Indian supporters of Gorkha People's Liberation Front (GJM) shout slogans as they stage protest in Darjeeling, 17 Jun 2008Members of the Gorkha community in the Indian state of West Bengal began protest strikes last week to demand an independent state, shutting down transportation in some areas and stranding many tourists. The strike was temporarily suspended last week to allow tourists to leave.

In response to the latest protests, the West Bengal government met on Tuesday with the leaders of all the major political parties in the state. The communist government in West Bengal has offered to meet with the leaders of the Gorkha independence movement, but has ruled out demands for a Gorkha state.

The leader of the separatist movement, Bimal Gurung, said he declined to meet with the West Bengal chief minister, and that the strike would continue.

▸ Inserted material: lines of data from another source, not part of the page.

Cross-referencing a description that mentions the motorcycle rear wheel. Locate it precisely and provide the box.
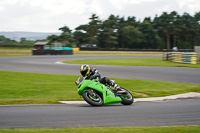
[119,88,134,105]
[82,91,103,106]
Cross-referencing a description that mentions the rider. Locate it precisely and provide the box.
[80,65,120,89]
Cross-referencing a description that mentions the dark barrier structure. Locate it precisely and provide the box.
[32,50,73,55]
[80,47,194,52]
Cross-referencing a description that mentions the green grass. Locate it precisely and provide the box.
[63,58,200,68]
[0,126,200,133]
[0,71,200,105]
[0,47,32,57]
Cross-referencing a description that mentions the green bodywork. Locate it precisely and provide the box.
[78,79,122,104]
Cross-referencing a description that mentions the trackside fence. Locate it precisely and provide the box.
[163,52,198,64]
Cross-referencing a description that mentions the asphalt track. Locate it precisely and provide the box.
[0,99,200,128]
[0,56,200,128]
[0,55,200,84]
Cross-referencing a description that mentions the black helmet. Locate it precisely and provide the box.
[80,65,90,77]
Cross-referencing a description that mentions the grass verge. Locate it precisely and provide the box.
[0,126,200,133]
[0,71,200,105]
[63,58,200,68]
[0,47,32,57]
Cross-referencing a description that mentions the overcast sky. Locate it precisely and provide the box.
[0,0,200,32]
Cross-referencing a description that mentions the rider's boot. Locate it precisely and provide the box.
[111,81,120,91]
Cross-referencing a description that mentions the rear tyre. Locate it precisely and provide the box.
[119,88,134,105]
[82,91,103,106]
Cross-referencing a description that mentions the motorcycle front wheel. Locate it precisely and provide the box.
[120,88,134,105]
[82,91,103,106]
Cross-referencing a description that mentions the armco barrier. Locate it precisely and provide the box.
[32,50,73,55]
[163,52,197,64]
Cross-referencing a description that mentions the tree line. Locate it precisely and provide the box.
[47,11,200,49]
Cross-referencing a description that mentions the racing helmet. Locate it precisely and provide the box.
[80,64,90,77]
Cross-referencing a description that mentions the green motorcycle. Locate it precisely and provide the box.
[75,77,133,106]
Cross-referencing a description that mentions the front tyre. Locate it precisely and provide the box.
[82,91,103,106]
[119,89,133,105]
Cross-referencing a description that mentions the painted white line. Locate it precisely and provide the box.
[59,92,200,104]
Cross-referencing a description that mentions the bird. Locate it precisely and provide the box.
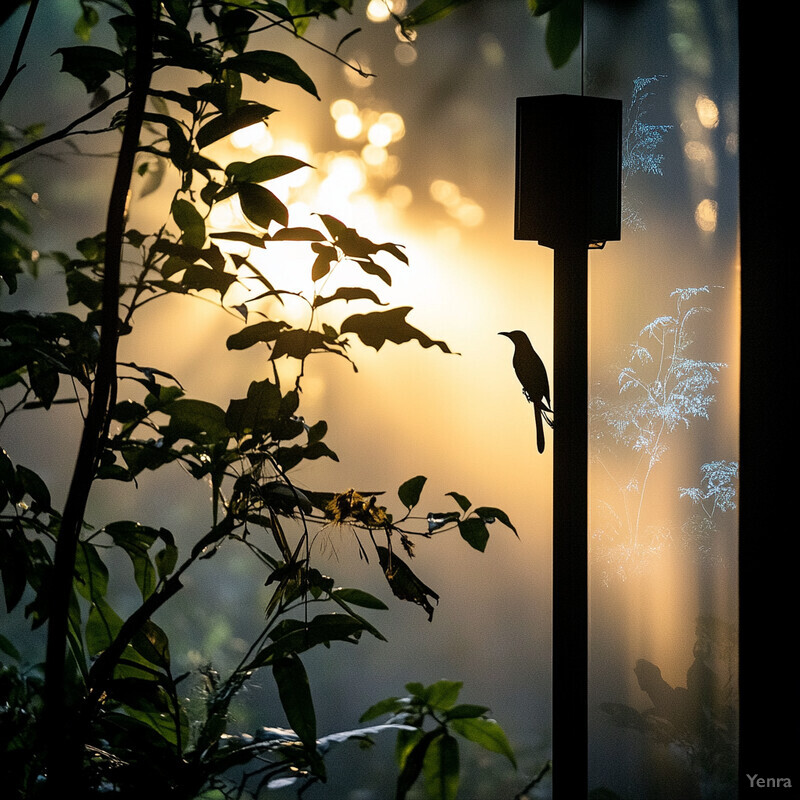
[498,331,553,453]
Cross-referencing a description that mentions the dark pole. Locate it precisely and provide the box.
[514,95,622,800]
[552,241,589,800]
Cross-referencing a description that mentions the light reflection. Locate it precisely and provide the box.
[694,198,717,233]
[231,122,272,150]
[694,95,719,128]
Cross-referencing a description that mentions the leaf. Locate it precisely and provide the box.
[422,680,464,711]
[445,703,489,720]
[331,589,388,611]
[222,50,319,100]
[163,399,231,444]
[545,0,583,69]
[400,0,470,31]
[428,511,461,533]
[358,697,406,722]
[271,227,325,242]
[397,475,428,508]
[395,728,441,800]
[172,198,206,248]
[376,545,439,621]
[103,521,163,600]
[272,654,325,776]
[314,286,386,308]
[56,45,124,94]
[447,492,472,511]
[131,619,170,671]
[450,717,517,769]
[237,183,289,229]
[458,517,489,553]
[195,103,275,150]
[86,598,122,656]
[225,156,312,183]
[225,320,289,350]
[225,379,281,438]
[422,733,459,800]
[311,242,339,282]
[341,306,451,353]
[474,506,519,538]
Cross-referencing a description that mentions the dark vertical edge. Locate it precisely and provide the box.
[739,2,800,800]
[553,237,589,800]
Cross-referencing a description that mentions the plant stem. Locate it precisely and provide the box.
[0,0,39,103]
[44,0,155,797]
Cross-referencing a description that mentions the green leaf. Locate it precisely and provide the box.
[246,614,365,670]
[0,633,20,661]
[237,183,289,229]
[56,45,124,94]
[195,103,275,150]
[445,703,489,720]
[422,733,459,800]
[222,50,319,100]
[428,511,461,533]
[225,156,312,183]
[225,320,289,350]
[401,0,470,30]
[225,379,281,438]
[172,198,206,248]
[271,227,325,242]
[162,399,231,444]
[314,286,386,308]
[86,598,122,656]
[331,589,388,611]
[103,521,163,600]
[424,680,464,711]
[131,620,170,670]
[376,545,439,621]
[475,506,519,538]
[75,542,108,601]
[450,717,517,769]
[272,654,317,752]
[341,306,451,353]
[447,492,472,511]
[395,728,441,800]
[397,475,428,508]
[458,517,489,553]
[545,0,583,69]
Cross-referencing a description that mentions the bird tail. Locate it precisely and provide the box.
[533,405,549,453]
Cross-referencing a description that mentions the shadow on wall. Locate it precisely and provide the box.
[592,617,738,800]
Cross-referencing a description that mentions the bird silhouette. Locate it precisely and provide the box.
[498,331,553,453]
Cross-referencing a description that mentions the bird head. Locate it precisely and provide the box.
[497,331,528,344]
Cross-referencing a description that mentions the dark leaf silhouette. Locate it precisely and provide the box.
[341,306,452,353]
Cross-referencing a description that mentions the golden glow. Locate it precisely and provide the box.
[361,144,389,167]
[367,0,393,22]
[231,122,272,150]
[394,42,417,67]
[335,114,364,139]
[694,94,719,128]
[694,198,717,232]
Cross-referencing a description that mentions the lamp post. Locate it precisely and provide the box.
[514,95,622,800]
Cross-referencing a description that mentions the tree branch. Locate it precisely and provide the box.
[44,0,155,797]
[0,0,39,103]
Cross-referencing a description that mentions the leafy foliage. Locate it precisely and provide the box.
[361,680,517,800]
[0,0,516,798]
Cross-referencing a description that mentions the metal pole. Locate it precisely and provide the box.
[553,237,589,800]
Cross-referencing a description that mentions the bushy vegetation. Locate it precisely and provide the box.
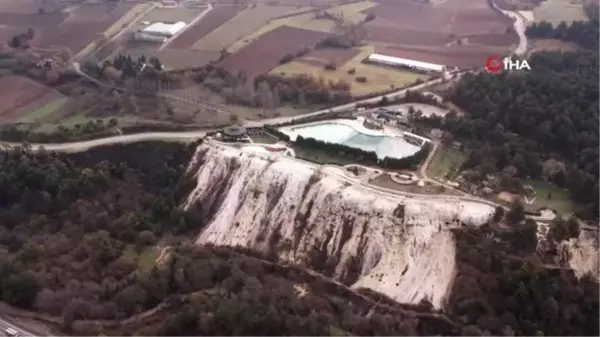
[193,65,352,109]
[448,222,600,337]
[294,136,431,170]
[0,143,202,319]
[444,52,600,217]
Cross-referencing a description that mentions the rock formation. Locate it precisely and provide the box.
[185,144,493,308]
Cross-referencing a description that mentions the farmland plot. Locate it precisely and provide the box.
[220,27,327,79]
[533,0,588,24]
[271,46,428,96]
[199,4,311,53]
[169,6,242,49]
[0,75,64,122]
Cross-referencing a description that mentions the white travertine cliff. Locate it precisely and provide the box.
[185,144,493,308]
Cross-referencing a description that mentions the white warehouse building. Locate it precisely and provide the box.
[134,21,187,42]
[367,54,446,73]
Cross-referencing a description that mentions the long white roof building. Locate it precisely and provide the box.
[367,54,446,72]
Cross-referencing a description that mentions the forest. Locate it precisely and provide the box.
[442,52,600,218]
[0,143,202,319]
[0,142,600,337]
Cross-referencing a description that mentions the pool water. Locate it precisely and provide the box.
[280,123,421,159]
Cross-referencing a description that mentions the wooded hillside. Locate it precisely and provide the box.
[444,52,600,217]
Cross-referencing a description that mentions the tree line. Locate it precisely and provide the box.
[441,52,600,217]
[0,143,202,323]
[294,136,431,170]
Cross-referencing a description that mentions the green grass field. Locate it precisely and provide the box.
[523,180,574,214]
[250,135,279,144]
[20,97,68,123]
[427,147,467,180]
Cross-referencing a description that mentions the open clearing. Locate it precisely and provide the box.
[271,46,429,96]
[0,0,138,54]
[220,26,326,79]
[297,48,361,67]
[530,39,583,52]
[344,0,518,68]
[427,147,467,181]
[0,75,64,122]
[140,7,206,23]
[228,1,376,52]
[523,180,574,215]
[19,96,68,123]
[194,5,312,53]
[169,6,243,49]
[533,0,588,25]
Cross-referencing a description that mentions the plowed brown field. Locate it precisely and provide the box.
[220,26,327,79]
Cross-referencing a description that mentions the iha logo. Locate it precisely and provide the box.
[485,55,531,74]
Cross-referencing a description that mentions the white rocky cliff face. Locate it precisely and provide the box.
[185,145,493,308]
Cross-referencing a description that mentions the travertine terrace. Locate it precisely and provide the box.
[185,144,493,308]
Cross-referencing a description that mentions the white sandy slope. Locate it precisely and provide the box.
[185,145,493,308]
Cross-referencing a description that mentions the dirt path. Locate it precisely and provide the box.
[154,246,171,264]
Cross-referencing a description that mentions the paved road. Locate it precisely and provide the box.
[0,318,54,337]
[492,1,528,56]
[71,62,231,116]
[0,73,460,152]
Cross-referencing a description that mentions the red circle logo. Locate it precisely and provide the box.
[485,55,502,74]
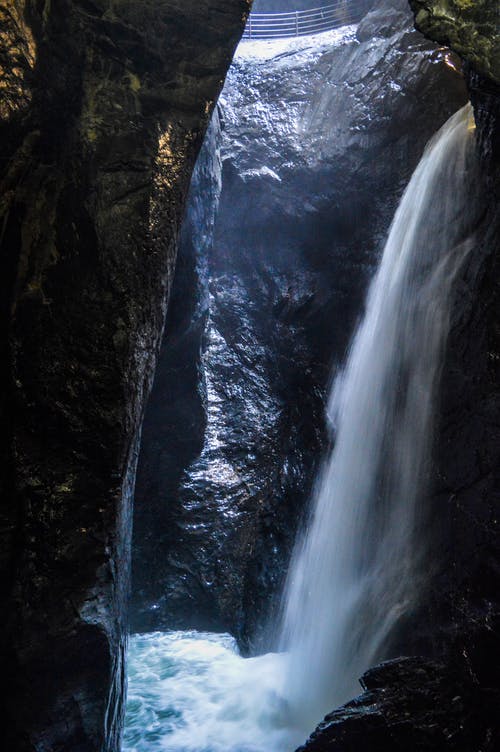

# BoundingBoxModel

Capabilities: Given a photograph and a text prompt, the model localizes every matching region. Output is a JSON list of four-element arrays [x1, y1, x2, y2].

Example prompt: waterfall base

Gurung says his movement is peaceful. He says he called for the indefinite shutdown after consultation with people from the grassroots level and it has wide support.

The Gorkha community fought for a separate state in the 1980s, and at least 1200 people died. The group later settled for greater autonomy.

Gurung says the Gorkhas have fought many decisive wars for India, starting under colonial rule. Gurung says many Gorkhas belong to the forces manning India's borders.

He says, "if tomorrow I give a call, they will leave their posts unmanned and come here to fight for their Gorkhaland. Then what will happen to India's borders?" He says, "I am saying, 'give us our demand and see how we continue to shed blood for the country.'"

Leaders of the Gorkha say they are ready to talk with the central government in New Delhi, along with all the major parites in West Bengal state.